Prius Online, also known by its retitled name Arcane Saga, and then again released as Prius Anima, is a free-to-play 3D fantasy massively multiplayer online role-playing game (MMORPG) which revolves around a three character (3C) playing system. The 3C system consists of main character, the Anima, and the Gigas. The Anima is player's character's companion, and the relationship the players develop with her, as they try to unravel the mysteries of her forgotten past, determine her personality and strengthen the bonds that players make. The Gigas, summoned by the Anima in times of battle, are strategic and dynamic mercenaries that fight by player's side. Through this system the game aims to create rich and immersive emotional experiences for the character and the Anima.
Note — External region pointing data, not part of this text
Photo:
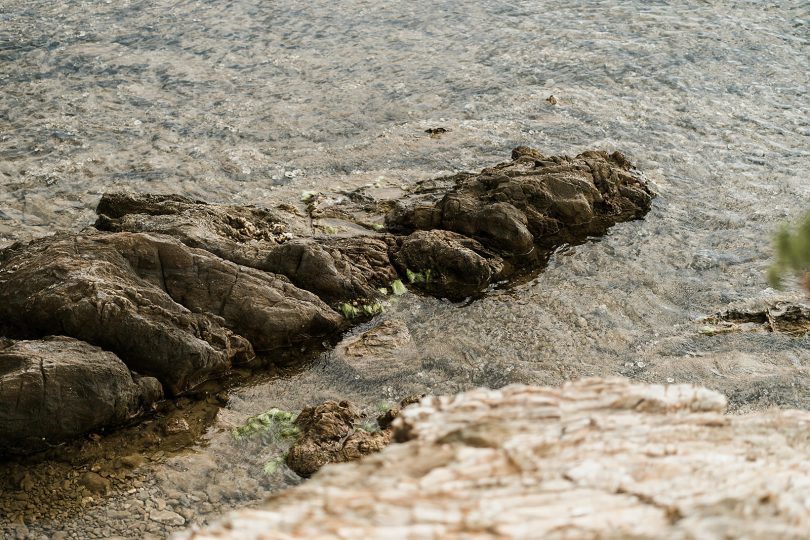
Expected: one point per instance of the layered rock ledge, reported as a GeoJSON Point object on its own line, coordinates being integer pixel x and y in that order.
{"type": "Point", "coordinates": [183, 291]}
{"type": "Point", "coordinates": [593, 459]}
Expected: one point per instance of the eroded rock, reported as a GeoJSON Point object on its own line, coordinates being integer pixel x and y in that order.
{"type": "Point", "coordinates": [465, 231]}
{"type": "Point", "coordinates": [378, 352]}
{"type": "Point", "coordinates": [786, 317]}
{"type": "Point", "coordinates": [168, 310]}
{"type": "Point", "coordinates": [56, 388]}
{"type": "Point", "coordinates": [593, 459]}
{"type": "Point", "coordinates": [331, 433]}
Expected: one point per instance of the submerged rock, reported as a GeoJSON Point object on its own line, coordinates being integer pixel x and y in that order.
{"type": "Point", "coordinates": [332, 433]}
{"type": "Point", "coordinates": [183, 291]}
{"type": "Point", "coordinates": [534, 200]}
{"type": "Point", "coordinates": [176, 313]}
{"type": "Point", "coordinates": [785, 317]}
{"type": "Point", "coordinates": [593, 459]}
{"type": "Point", "coordinates": [379, 352]}
{"type": "Point", "coordinates": [56, 388]}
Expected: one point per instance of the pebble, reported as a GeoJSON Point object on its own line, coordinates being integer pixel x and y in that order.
{"type": "Point", "coordinates": [94, 482]}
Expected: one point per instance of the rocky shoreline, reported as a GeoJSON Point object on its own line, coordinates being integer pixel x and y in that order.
{"type": "Point", "coordinates": [177, 292]}
{"type": "Point", "coordinates": [597, 458]}
{"type": "Point", "coordinates": [119, 343]}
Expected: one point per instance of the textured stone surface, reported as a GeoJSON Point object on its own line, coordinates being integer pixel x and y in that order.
{"type": "Point", "coordinates": [56, 388]}
{"type": "Point", "coordinates": [534, 200]}
{"type": "Point", "coordinates": [593, 459]}
{"type": "Point", "coordinates": [331, 433]}
{"type": "Point", "coordinates": [169, 311]}
{"type": "Point", "coordinates": [790, 318]}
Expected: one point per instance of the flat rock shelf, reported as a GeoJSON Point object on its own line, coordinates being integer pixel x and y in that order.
{"type": "Point", "coordinates": [596, 458]}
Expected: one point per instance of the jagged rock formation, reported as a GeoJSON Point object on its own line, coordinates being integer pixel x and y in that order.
{"type": "Point", "coordinates": [54, 388]}
{"type": "Point", "coordinates": [499, 217]}
{"type": "Point", "coordinates": [534, 200]}
{"type": "Point", "coordinates": [593, 459]}
{"type": "Point", "coordinates": [183, 291]}
{"type": "Point", "coordinates": [167, 310]}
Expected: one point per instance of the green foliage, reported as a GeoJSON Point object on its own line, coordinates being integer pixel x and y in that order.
{"type": "Point", "coordinates": [398, 287]}
{"type": "Point", "coordinates": [792, 254]}
{"type": "Point", "coordinates": [275, 423]}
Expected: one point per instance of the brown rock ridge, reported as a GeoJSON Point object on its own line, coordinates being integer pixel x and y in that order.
{"type": "Point", "coordinates": [332, 433]}
{"type": "Point", "coordinates": [593, 459]}
{"type": "Point", "coordinates": [786, 317]}
{"type": "Point", "coordinates": [54, 388]}
{"type": "Point", "coordinates": [183, 291]}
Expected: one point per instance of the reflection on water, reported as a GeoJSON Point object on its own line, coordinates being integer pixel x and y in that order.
{"type": "Point", "coordinates": [256, 101]}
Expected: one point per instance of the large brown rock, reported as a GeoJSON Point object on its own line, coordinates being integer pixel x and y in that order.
{"type": "Point", "coordinates": [593, 459]}
{"type": "Point", "coordinates": [331, 433]}
{"type": "Point", "coordinates": [176, 313]}
{"type": "Point", "coordinates": [56, 388]}
{"type": "Point", "coordinates": [274, 241]}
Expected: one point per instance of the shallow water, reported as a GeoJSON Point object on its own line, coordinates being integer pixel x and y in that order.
{"type": "Point", "coordinates": [254, 102]}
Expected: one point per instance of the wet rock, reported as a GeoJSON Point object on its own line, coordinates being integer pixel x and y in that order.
{"type": "Point", "coordinates": [785, 317]}
{"type": "Point", "coordinates": [175, 426]}
{"type": "Point", "coordinates": [447, 264]}
{"type": "Point", "coordinates": [94, 482]}
{"type": "Point", "coordinates": [531, 462]}
{"type": "Point", "coordinates": [169, 311]}
{"type": "Point", "coordinates": [166, 517]}
{"type": "Point", "coordinates": [378, 352]}
{"type": "Point", "coordinates": [532, 200]}
{"type": "Point", "coordinates": [56, 388]}
{"type": "Point", "coordinates": [331, 433]}
{"type": "Point", "coordinates": [335, 270]}
{"type": "Point", "coordinates": [503, 212]}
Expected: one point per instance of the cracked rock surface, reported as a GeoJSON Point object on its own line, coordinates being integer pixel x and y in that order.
{"type": "Point", "coordinates": [595, 458]}
{"type": "Point", "coordinates": [54, 388]}
{"type": "Point", "coordinates": [167, 310]}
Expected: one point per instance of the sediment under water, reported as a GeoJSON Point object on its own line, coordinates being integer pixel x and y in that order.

Prius Online was originally launched only for Korea in 2008. Launched internationally by gPotato in 2011, the service by gPotato was discontinued in March 2012. The game was discontinued in December 2013 in South Korea. Prius Online was later announced under the name Prius Anima and is an international project. Their opening date is to be determined but expected in the summer of 2026.

== History ==
Prius Online was first launched in 2008, but was only available in Korean.

In the summer of 2011, the game was localized to English and launched internationally, with no regional restrictions.

In September 2013, a Prius private server called Anima was opened.

In April of 2026, a Prius community project was launched to re-open the game permanently, with no regional restrictions and multi-language enabled client.

== Death of Kim Sa-rang ==
On September 24, 2009, Kim Sa-rang, a 3-month-old Korean child, died from malnutrition after both her parents spent hours each day in an internet cafe playing Prius Online in order to farm gold to sell for real money. The couple, 40-year-old Kim Jae-beom, and 25-year-old Kim Yun-jeong, who first met through a chat website, left the child unattended while they went to Internet cafés and only occasionally dropped by to feed Sa-rang powdered milk. In April 2010, the couple were found guilty of negligent homicide and sentenced to two years in prison, with Yun-jeong's sentence being suspended after being pregnant with another child.

The incident was featured in the 2014 Sundance Film Festival-debuted documentary Love Child.